Bu koşullarda ihtiyaç gelen şey halkın örgütlenmesi, kendi hakkını kendi savunacak niteliğe ulaşması ve düzen karşısına alternatif bir siyasal güç olarak çıkmasıdır. Siyasetin bir elitin işi olması, halkın yönetmeye değil yönetilmeye layık görülmesi, burjuva siyaset tarzıdır. Bugün yöneten ile yönetilen arasındaki mesafe ve yabancılaşma sürdürülemez bir noktaya gelmiştir. Araçlar günü kurtaramıyor. Seçilenler kısa sürede deşifre oluyor.
“Devrimciler mucize arayışlarına, kestirme yollara ihtiyaç duymaz”
Bu koşullarda alternatif yöntemler, alternatifin soyuttan somuta taşınması çok önemlidir. Bu açıdan devrimci halk muhalefetini büyütmek, burjuva demokrasisinin sınırlarında kalmadan halkın örgütlenmesine katkı sağlamak özel bir önem taşıyor. Uzun zamandır bu yönde attığımız adımları yeni dönemde daha nitelikli ve kapsayıcı biçimde hayata geçireceğiz. Halkın halktan başka dostunun olmadığını göstermek zorundayız. Halk hareketinin devrimci mücadele ile olan ilişkisine gelirsek; azami programlar asgari programları, stratejiler taktikleri yadsımaz; aksine arada tamamlayıcı, geliştirici bir bağ vardır. Bundan dolayı halk örgütlenmesinin devrimci örgütlenmeyi de büyütmek için temel önemde olduğunu unutmamak gerekiyor.

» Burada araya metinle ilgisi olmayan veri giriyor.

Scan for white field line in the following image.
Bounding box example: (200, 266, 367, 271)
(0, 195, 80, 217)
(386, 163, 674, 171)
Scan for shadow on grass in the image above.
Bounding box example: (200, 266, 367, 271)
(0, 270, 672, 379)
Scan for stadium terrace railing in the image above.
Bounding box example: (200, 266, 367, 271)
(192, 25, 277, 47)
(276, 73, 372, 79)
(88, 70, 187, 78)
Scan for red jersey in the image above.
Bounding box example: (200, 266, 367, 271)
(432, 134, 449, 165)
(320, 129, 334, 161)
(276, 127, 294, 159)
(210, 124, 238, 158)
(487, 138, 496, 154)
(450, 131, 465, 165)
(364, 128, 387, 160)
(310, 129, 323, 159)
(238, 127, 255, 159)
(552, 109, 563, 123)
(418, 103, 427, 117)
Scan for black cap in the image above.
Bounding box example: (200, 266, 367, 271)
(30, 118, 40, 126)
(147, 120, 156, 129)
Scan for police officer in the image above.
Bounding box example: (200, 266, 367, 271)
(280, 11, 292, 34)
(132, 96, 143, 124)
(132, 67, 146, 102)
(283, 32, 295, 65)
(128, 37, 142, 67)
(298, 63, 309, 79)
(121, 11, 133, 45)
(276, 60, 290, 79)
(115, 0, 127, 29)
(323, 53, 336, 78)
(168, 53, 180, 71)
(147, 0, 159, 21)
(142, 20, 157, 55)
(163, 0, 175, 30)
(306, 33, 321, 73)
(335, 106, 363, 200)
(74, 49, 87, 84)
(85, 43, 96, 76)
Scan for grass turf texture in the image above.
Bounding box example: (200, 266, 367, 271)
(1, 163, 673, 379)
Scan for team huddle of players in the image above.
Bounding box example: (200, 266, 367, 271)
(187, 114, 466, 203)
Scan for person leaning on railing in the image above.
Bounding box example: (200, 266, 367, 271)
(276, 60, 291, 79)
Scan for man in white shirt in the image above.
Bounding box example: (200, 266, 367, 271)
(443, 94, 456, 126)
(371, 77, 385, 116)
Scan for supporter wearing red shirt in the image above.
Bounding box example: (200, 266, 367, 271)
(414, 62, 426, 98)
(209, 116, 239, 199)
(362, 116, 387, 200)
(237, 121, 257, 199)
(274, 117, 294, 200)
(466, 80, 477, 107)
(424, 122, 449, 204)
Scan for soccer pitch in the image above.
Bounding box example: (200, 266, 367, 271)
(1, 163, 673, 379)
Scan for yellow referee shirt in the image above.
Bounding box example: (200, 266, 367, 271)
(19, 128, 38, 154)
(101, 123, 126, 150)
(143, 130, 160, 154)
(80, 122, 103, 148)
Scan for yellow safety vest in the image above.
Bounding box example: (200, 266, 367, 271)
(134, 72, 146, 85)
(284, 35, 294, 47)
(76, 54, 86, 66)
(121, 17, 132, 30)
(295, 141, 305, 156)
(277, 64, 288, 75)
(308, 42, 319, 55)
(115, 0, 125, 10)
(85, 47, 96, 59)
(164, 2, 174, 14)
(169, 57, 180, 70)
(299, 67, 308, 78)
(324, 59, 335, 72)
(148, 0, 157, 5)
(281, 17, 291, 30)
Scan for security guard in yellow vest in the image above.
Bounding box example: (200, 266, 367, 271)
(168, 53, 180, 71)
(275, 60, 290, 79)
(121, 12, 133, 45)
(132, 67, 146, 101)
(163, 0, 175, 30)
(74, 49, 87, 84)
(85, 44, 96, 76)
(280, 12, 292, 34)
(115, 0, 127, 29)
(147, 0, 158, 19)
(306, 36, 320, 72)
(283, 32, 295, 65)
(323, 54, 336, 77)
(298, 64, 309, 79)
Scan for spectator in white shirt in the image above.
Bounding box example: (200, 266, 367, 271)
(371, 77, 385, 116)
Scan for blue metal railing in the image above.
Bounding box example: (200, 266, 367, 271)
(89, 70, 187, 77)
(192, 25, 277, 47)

Peki ne yapacağız? Devrimciler mucize arayışlarına, kestirme yollara ihtiyaç duymaz. Bizi geliştiren ideolojimiz, emeğimiz, sabrımız ve siyasal yaratıcılığımızdır. AKP iktidarında büyüyen ve çeşitlenen muhalif potansiyelin gerek kısa vadede gerekse seçim sonrasında sonuç alabilmesi için, öncelikle acil ve görünür durumdaki sorunlar etrafında buluşmak gerekiyor. Bunun için karmaşık yöntemlere de paket programlara ihtiyaç yoktur; stratejik hedefler üzerinden çizilmiş kalın farklar da engel değildir. En temel hak ve özgürlüklerin yok sayıldığı, kazanılmış hakların gasp edildiği, insanca yaşamın olmazsa olmazı niteliğindeki ihtiyaçların karşılanamaz hale geldiği bu koşullarda programı zaten hayat yapıyor. Geriye acılar, sorunlar üzerinden birleşip yol almak kalıyor.
Seçim sonrasında Kılıçdaroğlu’nun iktidarına gelmesi durumunda ise sürecin bir çeşit IMF programını beraberinde getireceği; kemer sıkma adı altında zamların, iflasların ve işsizliğin artacağını söylemek mümkündür. Bu açıdan yukarıda tanımladığımız gibi sokağı örgütlemenin önemi artacaktır. Milyonlarca insan açlık, yoksulluk, işsizlik ve zamlarla boğuşurken, binlerce esnaf kepenk kapatmışken, tarım emekçileri bütünüyle emperyalist tekellerin insafına bırakılmışken bu potansiyeli örgütleyip henüz muktedir olamamış bir iktidar üzerinde toplumsal basınç yaratmanın imkanları oluşacaktır.
Bu açıdan 14 Mayıs sonrası için hem eyleme hem de örgütlenmeye bu açıdan odaklanmak; enerjiyi ve aklı bu yönde kullanmak gerekmektedir.